To the color material particles
The color material particles from each of the discharge electrodes due to the working Coulomb force
All at once to print on the recording medium,
Controlling the pulse width of the voltage applied to the discharge electrode.
Therefore, the electrostatic ink jet, which controls the gradation of the printing,
The time required for ejecting the color material particles for one dot in the
One recording period, this one recording period divided into a plurality
Is the unit pulse, the gradation data input from the host device is
To the unit pulse number of the
Outputs the presence / absence of a unit pulse for each unit pulse order
A head control unit, and the presence or absence of the unit pulse is input from the head control unit
A predetermined pulse with respect to the ejection electrode having the unit pulse.

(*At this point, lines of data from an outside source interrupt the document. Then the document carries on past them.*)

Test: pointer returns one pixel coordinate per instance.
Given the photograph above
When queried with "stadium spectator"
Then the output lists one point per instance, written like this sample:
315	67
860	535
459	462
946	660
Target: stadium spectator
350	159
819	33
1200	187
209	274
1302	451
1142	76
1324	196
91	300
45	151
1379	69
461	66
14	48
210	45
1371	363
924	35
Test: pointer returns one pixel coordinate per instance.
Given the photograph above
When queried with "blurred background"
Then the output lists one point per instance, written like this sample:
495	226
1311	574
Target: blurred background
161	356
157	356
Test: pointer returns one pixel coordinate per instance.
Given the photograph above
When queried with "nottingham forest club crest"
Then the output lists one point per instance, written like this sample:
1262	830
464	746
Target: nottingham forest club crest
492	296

A pulse width generator for applying a pulse width voltage;With The pulse width generator applies the voltage having the predetermined pulse width.
In this case, the state in which this voltage is applied is
Hold until input of the presence or absence of The head controller controls the unit pattern of all the ejection electrodes.
After outputting the presence / absence of a pulse for each unit pulse order,
That all of the ejection electrodes have no unit pulse
Output dummy data indicating  A head for an electrostatic inkjet printer characterized by the following:
Drive. (2)Pigment-based ink containing charged colorant particles
To the color material particles
The color material particles from each of the discharge electrodes due to the working Coulomb force
All at once to print on the recording medium,
Controlling the pulse width of the voltage applied to the discharge electrode.
Therefore, the electrostatic ink jet, which controls the gradation of the printing,
In a head drive for a printer, The time required to eject the color material particles for one dot is
One recording period, this one recording period divided into a plurality
Is the unit pulse, The gradation data input from the host device is applied to each of the ejection electrodes.
To the unit pulse number of the
Outputs the presence / absence of a unit pulse for each unit pulse order
A head control unit, The presence or absence of the unit pulse is input from the head control unit.
A predetermined pulse with respect to the ejection electrode having the unit pulse.
A pulse width generation unit that applies a voltage having a pulse width, this The pulse width generation unitApply the voltage of the predetermined pulse width
If you doSetting the discharge electrode to a non-ground floating state;
ByTheThe state in which the voltage is applied is indicated by the following unit
Hold until you enter the presence or absence ofCharacterized by Head for electrostatic inkjet printer
Drive. 3. The pulse width generation unit includes a first switch connected to a supply voltage and a second switch connected to a ground potential, and turns on the first switch and the second switch. Applying a voltage to the discharge electrode by turning off a switch, grounding the discharge electrode by turning off the first switch and turning on the second switch, and setting the first and second switches 3. The head drive device for an electrostatic ink jet printer according to claim 2 , wherein the discharge electrodes are brought into a non-ground floating state by turning off both of them.